No voy a decir lo que es el ca­tolicismo liberal, lo seductor que se presenta, y los daños que causa a la Santa Iglesia y a las almas, porque Pío IX lo dijo todo mucho mejor de lo que yo pudiera decir­lo, en los repetidos Breves y Alo­cuciones con que ha condenado ese error, y basta que copiemos al­gunas partes principales de esos documentos, para conocerlo tal cual es, y saber a qué atenernos sobre el asunto. Muchas citas se podrían hacer, pero sólo haremos algunas.
En 1871 decía a unos romeros franceses:

Lo que aflige a vuestro país, y le impide merecer las bendiciones de Dios, es la mezcolanza de prin­cipios. Diré la palabra, y no la ca­llaré; lo que para vosotros temo, no son esos miserables de la Commune, verdaderos demonios esca­pados del infierno; es el liberalismo católico, es decir, este sistema fatal que siempre sueña en poner de acuerdo dos cosas inconcilia­bles, la Iglesia y la Revolución. Le he condenado ya, pero le conde­naría cuarenta veces, si necesario fuera. Sí, vuelvo a decirlo por el amor que os tengo, sí, ese juego de balancín es el que acabaría por destruir la Religión entre voso­tros.

En Breve de 8 de mayo de 1873 dirigido a los círculos católi­cos de Bélgica, dice así:

Lo que más alabamos en vues­tra muy religiosa empresa, es la absoluta aversión que, según noti­cias, profesáis a los principios ca­tólico-liberales y vuestro denoda­do intento en desarraigarlos. Ver­daderamente al emplearos en combatir ese insidioso error, tanto más peligroso que una enemistad declarada, porque se cubre con el manto del celo y la caridad, y en procurar con ahínco apartar de él a las gentes sencillas, extirparéis una funesta raíz de discordia y contribuiréis eficazmente a unir y fortalecer los ánimos.

En otro Breve de 9 de junio del mismo año, decía a la Socie­dad Católica de Orleans:

Aunque tengáis que luchar contra la impiedad, tal vez por es­te lado es más leve el peligro que os amenaza, que el que os viene de amigos imbuidos en aquella doctrina anfibia, que rehúye las últimas consecuencias de los erro­res y retiene obstinadamente sus gérmenes.
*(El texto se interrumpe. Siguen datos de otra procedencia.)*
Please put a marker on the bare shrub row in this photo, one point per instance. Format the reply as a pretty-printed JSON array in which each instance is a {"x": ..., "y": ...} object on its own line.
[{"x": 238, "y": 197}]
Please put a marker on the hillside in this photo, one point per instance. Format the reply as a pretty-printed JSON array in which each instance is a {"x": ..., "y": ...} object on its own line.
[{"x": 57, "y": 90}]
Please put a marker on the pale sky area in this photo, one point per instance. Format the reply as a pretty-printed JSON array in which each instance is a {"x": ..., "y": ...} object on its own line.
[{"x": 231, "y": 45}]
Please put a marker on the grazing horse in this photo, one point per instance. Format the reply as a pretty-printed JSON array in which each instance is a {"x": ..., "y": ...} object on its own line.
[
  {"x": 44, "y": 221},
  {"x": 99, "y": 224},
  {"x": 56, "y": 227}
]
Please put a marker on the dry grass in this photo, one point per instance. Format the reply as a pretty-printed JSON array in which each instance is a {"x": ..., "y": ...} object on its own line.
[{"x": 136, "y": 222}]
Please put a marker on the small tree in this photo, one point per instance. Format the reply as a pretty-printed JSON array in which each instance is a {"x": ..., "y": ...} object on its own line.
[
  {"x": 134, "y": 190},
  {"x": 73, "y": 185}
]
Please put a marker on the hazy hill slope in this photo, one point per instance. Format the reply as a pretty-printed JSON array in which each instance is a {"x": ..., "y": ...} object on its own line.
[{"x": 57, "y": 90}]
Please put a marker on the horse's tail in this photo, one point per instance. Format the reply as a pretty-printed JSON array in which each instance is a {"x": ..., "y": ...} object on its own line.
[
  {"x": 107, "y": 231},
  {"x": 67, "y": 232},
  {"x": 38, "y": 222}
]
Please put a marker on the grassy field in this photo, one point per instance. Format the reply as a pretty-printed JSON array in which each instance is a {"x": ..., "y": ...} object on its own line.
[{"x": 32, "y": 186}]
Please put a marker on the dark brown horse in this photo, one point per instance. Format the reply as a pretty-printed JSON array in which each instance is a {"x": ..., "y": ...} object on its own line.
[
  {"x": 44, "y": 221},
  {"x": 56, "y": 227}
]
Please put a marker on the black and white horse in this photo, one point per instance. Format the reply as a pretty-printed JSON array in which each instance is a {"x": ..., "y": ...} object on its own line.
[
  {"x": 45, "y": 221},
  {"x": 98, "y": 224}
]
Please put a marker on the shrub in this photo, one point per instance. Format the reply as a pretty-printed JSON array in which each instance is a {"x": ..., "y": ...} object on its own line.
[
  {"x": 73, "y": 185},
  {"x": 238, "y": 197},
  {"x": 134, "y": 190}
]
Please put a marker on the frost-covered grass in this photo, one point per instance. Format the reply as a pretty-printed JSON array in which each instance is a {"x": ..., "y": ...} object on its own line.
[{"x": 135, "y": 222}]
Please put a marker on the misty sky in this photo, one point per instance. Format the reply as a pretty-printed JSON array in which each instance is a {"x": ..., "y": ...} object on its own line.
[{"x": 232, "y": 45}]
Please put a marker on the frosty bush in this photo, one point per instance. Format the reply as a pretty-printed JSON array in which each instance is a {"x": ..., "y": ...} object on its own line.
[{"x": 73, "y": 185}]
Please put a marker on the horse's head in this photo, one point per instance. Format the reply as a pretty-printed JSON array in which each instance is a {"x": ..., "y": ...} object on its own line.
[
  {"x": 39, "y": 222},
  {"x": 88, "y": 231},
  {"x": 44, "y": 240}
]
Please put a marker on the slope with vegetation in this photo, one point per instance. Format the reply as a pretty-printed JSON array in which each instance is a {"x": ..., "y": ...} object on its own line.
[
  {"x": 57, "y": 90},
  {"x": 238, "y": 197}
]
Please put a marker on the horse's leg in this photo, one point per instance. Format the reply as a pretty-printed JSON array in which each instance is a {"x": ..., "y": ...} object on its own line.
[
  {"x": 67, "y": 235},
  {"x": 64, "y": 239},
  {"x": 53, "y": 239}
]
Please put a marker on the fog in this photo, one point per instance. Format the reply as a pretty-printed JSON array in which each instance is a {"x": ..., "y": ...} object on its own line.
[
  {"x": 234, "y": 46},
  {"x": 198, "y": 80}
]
Doy fin a estas citas con el Breve del 28 de julio de 1873 al Obispo de Quimper, donde refi­riéndose a la Asamblea general de las asociaciones católicas, se ex­presa de este modo:

Pudieran ponerlas en el cami­no resbaladizo del error, esas opi­niones llamadas liberales, aceptas a muchos católicos, por otra parte hombres de bien y piadosos, los cuales por la influencia misma que les da su religión y piedad, pueden muy fácilmente captarse los áni­mos e inducirlos a profesar máxi­mas muy perniciosas. Inculcad, por lo tanto, venerable hermano, a los miembros de esa católica Asamblea, que Nos, al increpar tantas veces como lo hemos hecho a los secuaces de esas opiniones li­berales, no nos hemos referido a los declarados enemigos de la Iglesia, pues a éstos habría sido ocioso denunciarlos, sino a esos otros antes aludidos, que rete­niendo el virus oculto de los prin­cipios liberales que han mamado con la leche, cual si no estuviese impregnado de palpable maligni­dad, y fuese tan inofensivo, como ellos piensan, para la Religión, lo inoculan fácilmente en los ánimos, propagando así la semilla de esas turbulencias que, tanto tiempo ha, traen revuelto el mundo.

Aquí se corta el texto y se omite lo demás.